A state expert says the economy is one of the key factors that could lead to 2009 becoming only the second year since World War Two in which state traffic deaths were below 400. Scott Falb tracks accident statistics for the Department of Transportation.
“The recession has both decreased the amount of travel that people have done and has changed the type of travel that people have done,” Falb says. He says they’ve heard a number of stories anecdotally of people changing their plans for vacations or holiday travel periods where they don’t go as far, or haven’t traveled at all.
Also, Falb says layoffs in the state have cut the number of people commuting to work. “Plus the fact that when people are uncertain of their own economic conditions, they drive a little differently, a little less aggressively we think. So that adds into it,” Falb says. Falb says there were 371 traffic fatalities confirmed when the D.O.T. shut down its office for the holiday on December 30th.

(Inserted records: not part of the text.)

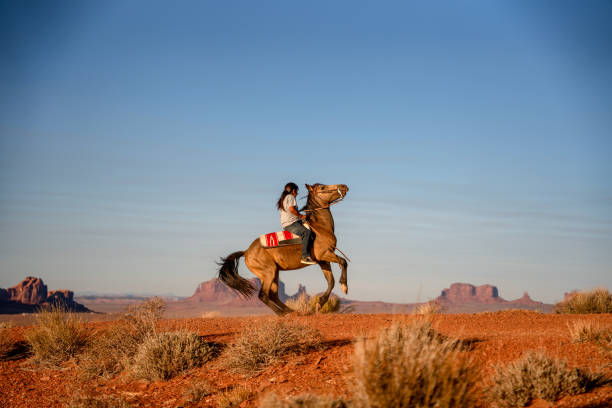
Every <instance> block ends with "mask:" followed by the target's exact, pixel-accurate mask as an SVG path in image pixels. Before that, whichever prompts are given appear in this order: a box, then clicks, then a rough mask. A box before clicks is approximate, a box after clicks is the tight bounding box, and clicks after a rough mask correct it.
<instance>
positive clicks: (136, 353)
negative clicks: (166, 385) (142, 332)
mask: <svg viewBox="0 0 612 408" xmlns="http://www.w3.org/2000/svg"><path fill="white" fill-rule="evenodd" d="M214 354H215V349H214V348H213V347H212V346H211V345H210V344H209V343H207V342H206V341H204V340H203V339H202V338H201V337H200V336H198V335H197V334H195V333H188V332H183V331H179V332H172V333H158V334H156V335H155V336H150V337H147V339H146V340H145V341H144V343H143V344H142V345H141V346H140V348H139V350H138V353H136V355H135V356H134V362H133V364H132V367H131V370H132V372H133V373H134V375H135V376H136V377H138V378H143V379H146V380H151V381H154V380H167V379H169V378H172V377H174V376H175V375H177V374H179V373H182V372H183V371H186V370H189V369H191V368H193V367H199V366H201V365H202V364H204V363H205V362H207V361H208V360H210V359H211V358H212V357H213V356H214Z"/></svg>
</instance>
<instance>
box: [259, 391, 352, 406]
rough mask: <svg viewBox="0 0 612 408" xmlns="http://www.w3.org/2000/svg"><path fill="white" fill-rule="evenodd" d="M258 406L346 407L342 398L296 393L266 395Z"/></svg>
mask: <svg viewBox="0 0 612 408" xmlns="http://www.w3.org/2000/svg"><path fill="white" fill-rule="evenodd" d="M259 407H260V408H347V407H348V404H347V402H346V401H344V400H343V399H342V398H334V397H330V396H321V395H309V394H306V395H298V396H296V397H286V398H281V397H279V396H277V395H276V394H269V395H267V396H266V397H265V398H264V399H263V400H262V402H261V404H260V405H259Z"/></svg>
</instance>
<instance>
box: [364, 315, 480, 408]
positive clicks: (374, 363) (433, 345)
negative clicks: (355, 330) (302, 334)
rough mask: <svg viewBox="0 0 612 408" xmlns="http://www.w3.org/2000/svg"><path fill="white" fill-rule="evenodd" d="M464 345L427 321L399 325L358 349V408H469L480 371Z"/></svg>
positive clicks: (412, 322) (389, 330)
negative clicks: (470, 359)
mask: <svg viewBox="0 0 612 408" xmlns="http://www.w3.org/2000/svg"><path fill="white" fill-rule="evenodd" d="M457 345H458V342H457V341H454V340H449V339H445V338H444V337H443V336H441V335H439V334H438V333H436V332H435V331H434V330H433V328H432V327H431V323H430V322H429V321H428V320H427V319H417V320H414V321H412V322H410V323H408V324H395V325H393V326H392V327H391V328H388V329H385V330H383V331H382V332H381V333H380V334H379V335H378V336H377V337H375V338H374V339H371V340H367V339H363V340H361V341H359V342H358V343H357V344H356V346H355V355H354V361H353V367H354V374H355V381H354V383H353V384H352V388H353V394H354V401H353V404H354V405H355V406H356V407H368V408H370V407H381V408H382V407H439V408H445V407H449V408H450V407H465V406H471V405H472V404H473V402H474V401H475V398H476V397H477V392H476V383H477V380H478V371H477V370H476V369H475V367H474V366H473V363H472V362H471V361H470V359H469V358H468V357H467V356H466V355H465V353H463V352H461V351H460V350H459V347H457Z"/></svg>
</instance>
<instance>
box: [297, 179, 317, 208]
mask: <svg viewBox="0 0 612 408" xmlns="http://www.w3.org/2000/svg"><path fill="white" fill-rule="evenodd" d="M320 185H321V183H314V184H312V185H311V187H312V188H313V189H314V188H316V187H318V186H320ZM312 198H313V194H312V191H309V192H308V195H307V196H306V204H304V206H303V207H302V208H300V211H304V210H306V209H308V205H309V204H310V203H311V202H312V201H311V200H312Z"/></svg>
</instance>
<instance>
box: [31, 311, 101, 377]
mask: <svg viewBox="0 0 612 408" xmlns="http://www.w3.org/2000/svg"><path fill="white" fill-rule="evenodd" d="M25 337H26V341H27V343H28V345H29V347H30V349H31V351H32V354H33V361H34V362H35V363H38V364H40V365H44V366H50V367H58V366H59V365H61V364H62V363H63V362H65V361H68V360H69V359H71V358H73V357H75V356H76V355H77V354H78V353H79V352H80V351H81V350H82V349H83V348H85V347H86V346H87V344H88V343H89V342H90V340H91V336H90V333H89V331H88V330H87V329H86V328H85V326H84V325H83V323H82V322H81V320H80V318H79V317H78V316H77V314H76V313H72V312H69V311H67V309H66V308H65V307H64V306H62V305H59V304H53V305H51V306H48V307H45V308H43V309H40V310H39V312H38V313H37V315H36V324H35V325H34V327H32V328H31V329H30V330H28V331H27V332H26V334H25Z"/></svg>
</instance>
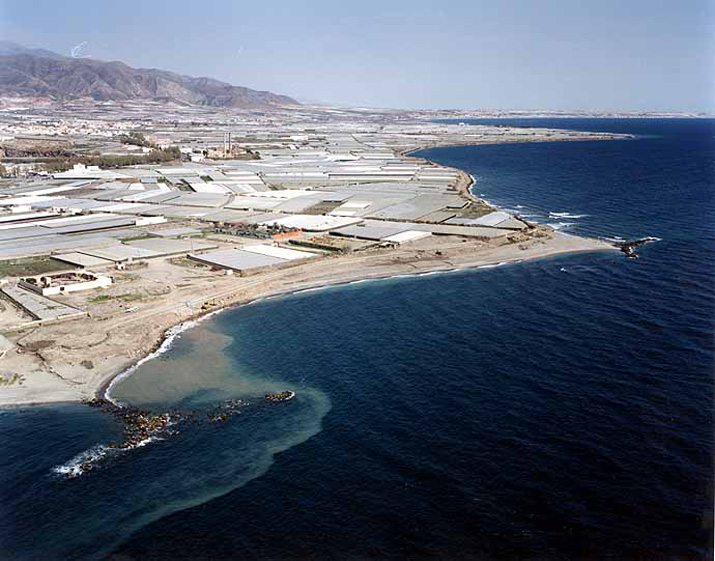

Falb says that number will likely increase as it takes awhile to wrap up the year end numbers. Falb says they count every death that occurs within 30 days of the crash where the cause of death appears to be related to the crash. He says there are a number of investigations that are complicated, so it takes longer to get that information. Falb says they usually don’t have the final number for one year until April of the next year, and he says there recently was one case that took a whole year before the death was added into the total.
While the economy is a factor in lowering traffic deaths, he says special enforcement efforts that flood the highways with extra law officers also helped. He says seatbelt, alcohol and speed enforcement all help reduce crashes as those three factors are involved in accidents. Falb says cutting the speed, alcohol use and increasing seatbelt usage all lead to less severe injuries when there are accidents. Falb says the drunk driving enforcement is particularly important.
He says anywhere from one quarter to one fifth of fatal accidents involve alcohol use, and if they could eliminate them, that would cut roughly 100 fatal crashes a year. Falb says this year is setting up statistically much like 2004, the only other year since World War Two where the fatalities were below 400. Falb says 388 people lost their lives on roadways in 2004 and the preliminary number at the end of December was nearly the same as 2009.